Rix had no chance to react. Another explosion cracked a hole in the heavens. Night turned to day as if it was raining magma, spilling disaster upon the planet. Out of the flames came swarm after swarm of dark streaks. They descended closer, and Jack made out details of the individuals in the swarm. Distinct and familiar shapes. He fought to catch his breath.
“The Nagas!” screamed Takota.
“We’re out of time!” Rix pleaded. “Help us, True Soul! Save us!”
Jack wouldn’t accept it. His first reaction was to try and wake up. He was in bed, dreaming. That had to be it. No alien world begging him to be its savior. No army of Nagas slithering through the sky. No life or death struggle staring him in the face. It was no dream. The aromas of that unfamiliar planet—sulfur and burnt grass and other scents too exotic to describe—each colluded to ensure he recognized everything as all too real.
Rix pointed to the attacking multitudes.
“You have to do something, True Soul!”
Jack’s neck craned up, up, up. He tried to widen his eyes to capture the entirety of what he was seeing. It seemed impossible. Only in the wildest of fantasy paintings had he witnessed anything comparable. A planet, larger on the horizon than the horizon itself, rising like the sun and eclipsing the daylight.
Rix and his allies ran from the debris falling from the sky. Everywhere the La’oonians turned, the destruction went from bad to worse. Trees collapsing. Ground liquefying. Buildings shaking and shattering. The very air seemed to catch fire, and Jack felt it hard to breathe all of a sudden.
Jack pressed and held the O/A. He inhaled deep and hard, fighting for air as the energy from hundreds, millions, quadrillions of dimensional duplicates fused within him, making him the strongest living being imaginable.
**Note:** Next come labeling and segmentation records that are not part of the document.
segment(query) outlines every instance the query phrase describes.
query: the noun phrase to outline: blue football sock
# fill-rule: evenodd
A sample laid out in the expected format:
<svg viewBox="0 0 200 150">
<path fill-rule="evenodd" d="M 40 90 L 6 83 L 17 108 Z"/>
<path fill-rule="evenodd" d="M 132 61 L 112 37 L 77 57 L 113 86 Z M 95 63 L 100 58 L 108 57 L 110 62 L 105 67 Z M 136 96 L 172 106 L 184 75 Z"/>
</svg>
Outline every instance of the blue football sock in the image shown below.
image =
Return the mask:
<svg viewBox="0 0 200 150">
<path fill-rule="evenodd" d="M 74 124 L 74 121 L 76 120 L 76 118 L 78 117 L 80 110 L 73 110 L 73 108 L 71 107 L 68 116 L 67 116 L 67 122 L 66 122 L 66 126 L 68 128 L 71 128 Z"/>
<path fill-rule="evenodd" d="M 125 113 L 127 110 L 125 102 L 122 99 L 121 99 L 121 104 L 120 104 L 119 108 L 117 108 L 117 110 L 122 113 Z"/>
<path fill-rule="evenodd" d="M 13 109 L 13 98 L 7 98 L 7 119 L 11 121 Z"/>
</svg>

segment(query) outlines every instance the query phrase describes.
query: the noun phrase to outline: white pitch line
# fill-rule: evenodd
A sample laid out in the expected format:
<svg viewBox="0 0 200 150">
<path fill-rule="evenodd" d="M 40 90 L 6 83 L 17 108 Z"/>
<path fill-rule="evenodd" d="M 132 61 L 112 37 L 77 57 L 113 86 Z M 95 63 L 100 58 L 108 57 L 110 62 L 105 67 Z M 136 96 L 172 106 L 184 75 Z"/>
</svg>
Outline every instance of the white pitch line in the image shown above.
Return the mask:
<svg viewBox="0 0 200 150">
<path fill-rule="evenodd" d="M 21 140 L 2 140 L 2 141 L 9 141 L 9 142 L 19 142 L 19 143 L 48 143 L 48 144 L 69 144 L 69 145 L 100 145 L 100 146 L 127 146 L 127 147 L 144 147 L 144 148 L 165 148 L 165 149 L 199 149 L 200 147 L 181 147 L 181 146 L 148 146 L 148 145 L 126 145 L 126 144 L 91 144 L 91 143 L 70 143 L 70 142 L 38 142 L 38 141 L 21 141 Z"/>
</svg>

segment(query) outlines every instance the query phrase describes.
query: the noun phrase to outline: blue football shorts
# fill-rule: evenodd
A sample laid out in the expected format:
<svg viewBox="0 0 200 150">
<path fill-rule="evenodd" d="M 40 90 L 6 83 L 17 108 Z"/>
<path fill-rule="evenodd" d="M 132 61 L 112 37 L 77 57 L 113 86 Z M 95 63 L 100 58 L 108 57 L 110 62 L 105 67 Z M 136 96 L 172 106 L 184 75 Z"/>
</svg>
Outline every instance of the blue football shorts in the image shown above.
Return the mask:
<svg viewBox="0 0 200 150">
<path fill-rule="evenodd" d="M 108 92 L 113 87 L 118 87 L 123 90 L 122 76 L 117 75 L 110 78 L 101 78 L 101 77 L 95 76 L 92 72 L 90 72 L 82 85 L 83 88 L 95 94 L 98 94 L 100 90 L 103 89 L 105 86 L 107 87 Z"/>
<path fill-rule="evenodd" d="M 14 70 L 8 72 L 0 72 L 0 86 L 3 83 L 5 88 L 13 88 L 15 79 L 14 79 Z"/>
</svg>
The potency of the O/A was nothing to trifle with, and he needed to be fully prepared for the all-out mental assault. Concentrating, he diverted the power stream to his own liking, a blacksmith forging a white-hot bar of iron, fashioning it into a formidable weapon. His weapon of choice—the air. The atmosphere, to be exact. He thought of the surrounding gases, and then imagined applying force to those gases vertically in the form of vapor, achieving the optimal atmospheric pressure, and, once again, restoring the oxygen supply to the planet.